Kuby remained passionately opposed to apartheid and the Endowment Association’s investment policies long after leaving KU, and for many years even refused to join the KU Alumni Association.

“I always refused until Nelson Mandela was free, and South Africa set up the Truth and Reconciliation Commissions,” Kuby said. “I figured if Nelson Mandela can reconcile with the apartheid regime, I can join the KU Alumni Association. And I did — and sent them a check with a note to that effect.”

Malcolm Gibson, a retired KU journalism professor, remembers meeting Mandela in 1993 while touring southern Africa with a group from the American Society of Newspaper Editors. It was during that tour when Gibson met South African journalist Allister Sparks.

Retired Kansas University professor Malcolm Gibson stands with Nelson Mandela during a 1993 backyard barbecue in Johannesburg, South Africa.

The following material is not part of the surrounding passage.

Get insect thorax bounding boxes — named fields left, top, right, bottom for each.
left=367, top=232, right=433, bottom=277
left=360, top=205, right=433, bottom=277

At Sparks’ home, Gibson recalled, there was a knock at the door, and when the door opened, a man said, “Hello, I’m Nelson Mandela.”

For three hours, Gibson said, he got to eat barbecue, drink beer and talk casually with Mandela. “He barely spoke above a whisper, which commanded attention,” Gibson said.

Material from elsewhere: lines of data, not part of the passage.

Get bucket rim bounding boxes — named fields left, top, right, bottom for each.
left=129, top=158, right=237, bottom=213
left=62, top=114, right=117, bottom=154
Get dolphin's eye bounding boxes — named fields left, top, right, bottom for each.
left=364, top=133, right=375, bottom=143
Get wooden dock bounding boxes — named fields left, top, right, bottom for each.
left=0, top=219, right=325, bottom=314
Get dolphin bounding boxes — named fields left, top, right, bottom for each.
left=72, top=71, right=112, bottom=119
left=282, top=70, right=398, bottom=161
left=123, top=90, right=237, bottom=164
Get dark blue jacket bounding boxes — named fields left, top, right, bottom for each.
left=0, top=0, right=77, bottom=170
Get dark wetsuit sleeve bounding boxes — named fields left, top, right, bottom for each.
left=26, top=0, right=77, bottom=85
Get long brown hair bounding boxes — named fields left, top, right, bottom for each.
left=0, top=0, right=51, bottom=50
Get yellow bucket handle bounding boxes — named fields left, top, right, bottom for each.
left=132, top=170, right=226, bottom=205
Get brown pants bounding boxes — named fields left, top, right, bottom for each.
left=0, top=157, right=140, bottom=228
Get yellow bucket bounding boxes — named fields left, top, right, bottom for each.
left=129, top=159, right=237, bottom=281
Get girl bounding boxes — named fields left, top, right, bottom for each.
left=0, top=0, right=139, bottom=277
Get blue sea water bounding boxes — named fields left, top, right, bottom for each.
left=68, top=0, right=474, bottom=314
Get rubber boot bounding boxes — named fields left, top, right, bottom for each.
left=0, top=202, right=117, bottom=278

Gibson, who also served as faculty adviser for the University Daily Kansan, said that meeting ranked as “one of the magic moments” of his life and compared it to his wedding and birth of his children.

“Those who followed South Africa always thought that it would explode, and it didn’t because of Nelson Mandela,” Gibson said.

Whitney Kleinmann, who graduated from KU in May, is too young to remember that era. But she does remember her family meeting Mandela during a chance encounter in 1994, less than a year after he was elected the nation’s first post-apartheid president.

Late that year, her family went on a cruise to the Bahamas to celebrate her grandparents’ 50th wedding anniversary. Kleinmann, who was 4 at the time, remembers the cruise stopping in Nassau, where people toured the zoo, and seeing a man dressed in a suit surrounded by bodyguards.

Whitney Kleinmann, seated on her father's shoulders at left, remembers her family meeting Nelson Mandela by chance during a cruise to the Bahamas in 1994, when she was 4. Kleinmann, who now lives in the Kansas City area, graduated from Kansas University in May.

“We have all these pictures of kids swarming him,” Kleinmann said. “Even with all of his bodyguards, he was nice to everyone, shook everyone’s hands, all that kind of stuff.”